Not even a global pandemic could stop carbon dioxide concentrations from spiking. They reached historic levels yet again in May 2021, the month that scientists compare CO2 concentrations from year to year.
Planet-heating carbon dioxide in the atmosphere averaged 419 parts per million this May, according to the National Oceanic and Atmospheric Administration (NOAA). That pileup of CO2 is comparable to where it was a little over 4 million years ago, when the average global temperature was about 7 degrees Fahrenheit hotter and sea levels were a whopping 78 feet higher than they are today.
Without much more drastic action, scientists warn, CO2 levels will keep trending upward — which also brings the world closer to more inhospitable temperatures and coastal flooding.
“We ultimately need cuts that are much larger and sustained longer than the COVID-related shutdowns of 2020.”
“The ultimate control knob on atmospheric CO2 is fossil-fuel emissions,” Scripps Oceanography geochemist Ralph Keeling said in a NOAA statement. “We ultimately need cuts that are much larger and sustained longer than the COVID-related shutdowns of 2020.”

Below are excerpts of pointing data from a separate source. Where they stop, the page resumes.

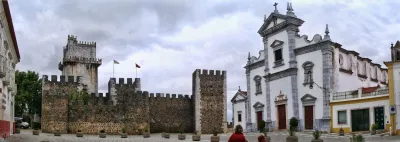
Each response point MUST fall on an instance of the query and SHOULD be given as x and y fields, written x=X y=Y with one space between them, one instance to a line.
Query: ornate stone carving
x=280 y=99
x=281 y=74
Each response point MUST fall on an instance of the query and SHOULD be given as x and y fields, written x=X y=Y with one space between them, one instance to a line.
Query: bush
x=358 y=138
x=102 y=131
x=293 y=125
x=36 y=125
x=373 y=127
x=261 y=126
x=316 y=134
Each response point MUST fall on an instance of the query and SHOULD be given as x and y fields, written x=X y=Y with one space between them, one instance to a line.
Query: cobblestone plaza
x=26 y=136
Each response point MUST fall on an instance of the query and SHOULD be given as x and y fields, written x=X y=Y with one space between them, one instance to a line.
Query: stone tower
x=209 y=91
x=79 y=59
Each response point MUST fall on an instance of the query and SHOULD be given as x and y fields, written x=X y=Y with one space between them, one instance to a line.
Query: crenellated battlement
x=63 y=79
x=72 y=37
x=210 y=72
x=81 y=43
x=75 y=59
x=121 y=81
x=169 y=95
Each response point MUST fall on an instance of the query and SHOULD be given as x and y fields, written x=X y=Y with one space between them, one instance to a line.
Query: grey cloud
x=132 y=26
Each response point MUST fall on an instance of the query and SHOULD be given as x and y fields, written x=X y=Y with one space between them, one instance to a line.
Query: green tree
x=29 y=94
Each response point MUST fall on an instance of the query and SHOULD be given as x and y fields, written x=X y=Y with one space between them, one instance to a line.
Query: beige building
x=9 y=57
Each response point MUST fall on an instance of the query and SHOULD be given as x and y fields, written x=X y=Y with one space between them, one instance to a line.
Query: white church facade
x=294 y=77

CO2 pollution dropped by about 6 percent in 2020 as people stayed home and businesses halted operations early on in the pandemic. But by the end of last year, pollution had already come roaring back. Global emissions from energy use in December 2020 were already slightly higher than they were one year earlier.
2020 also marked five years since the adoption of the historic Paris climate agreement. Over the past year, governments faced pressure to ratchet up their commitments to slash greenhouse gas emissions. The world’s current largest CO2 polluter, China, said it would stop releasing more emissions than it can capture or offset by 2060. US President Joe Biden aims to reach that goal by 2050. But so far, their aspirations have yet to be backed by ambitious enough actions to significantly slow down climbing CO2 concentrations in the atmosphere.
419 parts per million.
That’s the 2021 peak for atmospheric carbon dioxide measured at NOAA’s Mauna Loa Atmospheric Baseline Observatory – the highest level in 63 years, according to scientists from NOAA, @Scripps_Ocean & @UCSanDiego. https://t.co/MrBh0UEHaY pic.twitter.com/xFbZElaCue
— NOAA Research (@NOAAResearch) June 7, 2021
The effect of the pandemic had no discernible effect on the historic CO2 record, according to NOAA. In the late 1950s, Charles David Keeling, (Ralph Keeling’s father) was the first scientist to find that CO2 levels were climbing each year despite natural seasonal fluctuations. There’s an ebb and flow of CO2 levels based on when plants in the Northern Hemisphere are at their greenest, when they draw down the most CO2, and when they shed their leaves, releasing CO2. Researchers look at CO2 levels in May because that’s when CO2 levels are typically at their highest during the year.
Each year since 1958, the Keelings and other researchers have documented higher CO2 concentrations each May than they did the year before.